The debate concerned the recommendations of the NHS Future Forum, the panel of experts appointed by the government to lead the listening exercise, which reported back in June on how the Health and Social Care Bill should be revised (BMJ 2011;342:d3777, doi:10.1136/bmj.d3777).
During the debate Norman Warner, a Labour peer and a former health minister, said, “The disgruntlement of the BMA and other public sector unions seems little abated. The NHS Confederation hardly seems to be bowled over.”
Lord Warner added: “The original enthusiasm for GPs running more of the commissioning show seems to be evaporating as the hospital specialists fight back to retrieve more ground through modification of the consortium [clinical commissioning group] membership.”

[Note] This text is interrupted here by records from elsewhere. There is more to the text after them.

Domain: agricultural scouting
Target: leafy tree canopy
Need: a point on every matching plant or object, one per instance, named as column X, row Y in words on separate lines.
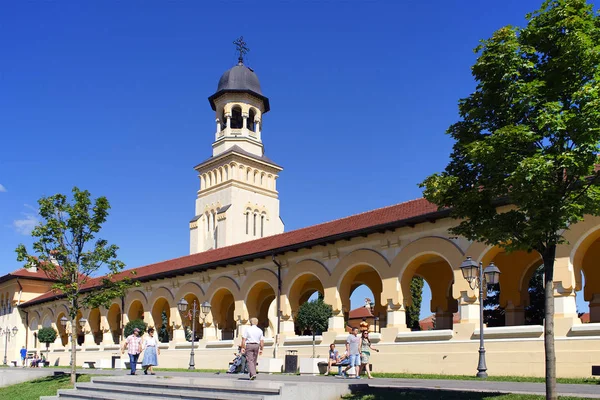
column 136, row 323
column 47, row 335
column 314, row 316
column 65, row 250
column 529, row 133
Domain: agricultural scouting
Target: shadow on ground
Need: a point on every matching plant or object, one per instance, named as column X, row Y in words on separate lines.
column 374, row 393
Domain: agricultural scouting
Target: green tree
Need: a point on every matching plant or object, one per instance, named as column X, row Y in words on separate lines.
column 413, row 312
column 65, row 251
column 528, row 136
column 135, row 323
column 163, row 333
column 314, row 316
column 534, row 312
column 47, row 335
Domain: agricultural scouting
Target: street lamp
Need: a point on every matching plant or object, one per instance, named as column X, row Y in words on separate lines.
column 182, row 306
column 8, row 333
column 480, row 278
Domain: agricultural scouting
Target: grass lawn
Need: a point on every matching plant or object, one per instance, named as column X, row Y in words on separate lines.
column 393, row 394
column 47, row 386
column 591, row 381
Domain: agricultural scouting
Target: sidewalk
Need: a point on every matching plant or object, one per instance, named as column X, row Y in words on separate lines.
column 575, row 390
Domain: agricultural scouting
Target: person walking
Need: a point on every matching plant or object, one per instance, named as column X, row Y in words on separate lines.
column 365, row 353
column 334, row 358
column 352, row 347
column 253, row 343
column 151, row 352
column 133, row 345
column 23, row 356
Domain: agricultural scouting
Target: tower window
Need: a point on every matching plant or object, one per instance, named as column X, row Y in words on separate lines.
column 251, row 116
column 236, row 118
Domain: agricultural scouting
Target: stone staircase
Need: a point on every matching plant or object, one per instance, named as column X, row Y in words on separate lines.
column 155, row 388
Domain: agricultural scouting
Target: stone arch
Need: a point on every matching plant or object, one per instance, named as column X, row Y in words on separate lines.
column 361, row 256
column 94, row 323
column 189, row 288
column 225, row 282
column 114, row 319
column 430, row 249
column 162, row 292
column 259, row 275
column 361, row 267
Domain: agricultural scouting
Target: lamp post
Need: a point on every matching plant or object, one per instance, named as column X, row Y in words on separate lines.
column 478, row 278
column 182, row 306
column 8, row 333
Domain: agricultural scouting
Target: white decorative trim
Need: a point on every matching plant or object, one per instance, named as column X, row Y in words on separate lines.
column 416, row 336
column 220, row 343
column 519, row 331
column 299, row 340
column 585, row 329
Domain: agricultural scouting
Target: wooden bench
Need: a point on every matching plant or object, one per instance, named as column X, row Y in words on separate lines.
column 90, row 364
column 128, row 364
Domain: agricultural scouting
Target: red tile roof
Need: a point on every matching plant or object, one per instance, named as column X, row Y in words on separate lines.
column 426, row 324
column 359, row 313
column 391, row 217
column 26, row 273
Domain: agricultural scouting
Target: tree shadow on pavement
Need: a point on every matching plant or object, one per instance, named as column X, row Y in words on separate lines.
column 362, row 392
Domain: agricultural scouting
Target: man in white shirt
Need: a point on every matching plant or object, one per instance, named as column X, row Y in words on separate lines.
column 253, row 343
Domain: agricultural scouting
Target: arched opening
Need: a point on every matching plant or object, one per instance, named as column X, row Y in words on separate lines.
column 186, row 319
column 114, row 322
column 223, row 306
column 62, row 330
column 161, row 314
column 258, row 302
column 435, row 272
column 251, row 116
column 589, row 278
column 136, row 310
column 354, row 278
column 505, row 304
column 237, row 122
column 94, row 321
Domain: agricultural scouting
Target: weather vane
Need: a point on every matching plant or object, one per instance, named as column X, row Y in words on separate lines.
column 240, row 47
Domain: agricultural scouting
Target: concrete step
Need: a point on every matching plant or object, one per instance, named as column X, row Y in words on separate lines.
column 173, row 392
column 224, row 386
column 97, row 394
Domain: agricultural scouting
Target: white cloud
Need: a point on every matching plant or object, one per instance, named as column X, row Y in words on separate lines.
column 25, row 225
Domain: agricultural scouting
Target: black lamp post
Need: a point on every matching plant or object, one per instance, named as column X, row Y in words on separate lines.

With various bodies now involved in commissioning decisions—such as the NHS Commissioning Board, clinical commissioning groups, clinical networks, new clinical senates (which bring clinical leaders together across broad areas of the country), and health and wellbeing boards—Lord Warner said that “the forum seems to have helped the government further along a path of public confusion over who is really in charge of NHS commissioning and accountable when things go wrong.
“In my view, the forum’s proposals make an already unsatisfactory situation worse, in terms of accountability, service needs assessment, and commissioning of services.”
Another Labour peer, Margaret Wheeler, acknowledged that the government had acted positively on some of the forum’s recommendations, such as bringing wider input into clinically led commissioning and clarity on some accountability issues.
However, she said, “Three months on from the Future Forum report, fundamental questions remain. We are still no clearer about why this massive upheaval is needed.”
Baroness Wheeler said that health professionals remained deeply concerned about the bill’s proposals and about its growing complexity.
“It is unclear how the original commitment from the government to streamline the NHS and remove bureaucracy will be met by current changes,” she said.
“How does a bill which adds more layers and bodies—increasing the number of statutory bodies from 163 to 521—[which] substantially increases costs, and [which] fails to provide a clear rationale as to why it is at all necessary succeed in improving quality of care and promoting integration?”
Bernard Ribera, a Conservative peer and former president of the Royal College of Surgeons, argued that the passage of the bill had already been delayed too much, saying that further “delay is not an option.”
The health minister Frederick Howe, answering earlier questions about the need to reform the NHS, said, “The bill seeks to create a stronger, more responsive, and more innovative NHS—an NHS led by clinicians, with patients in control of their own care and with a resolute and unflinching focus on results.”
Earl Howe argued that although the government was committed to “harnessing the benefits that competition and choice brought for patient care,” this competition would be about serving the interests not of corporations but of patients.
“It is not true that we are creating additional bureaucracy,” he added. “The changes we made to the bill as a result of the listening exercise do not create any extra statutory organisations.”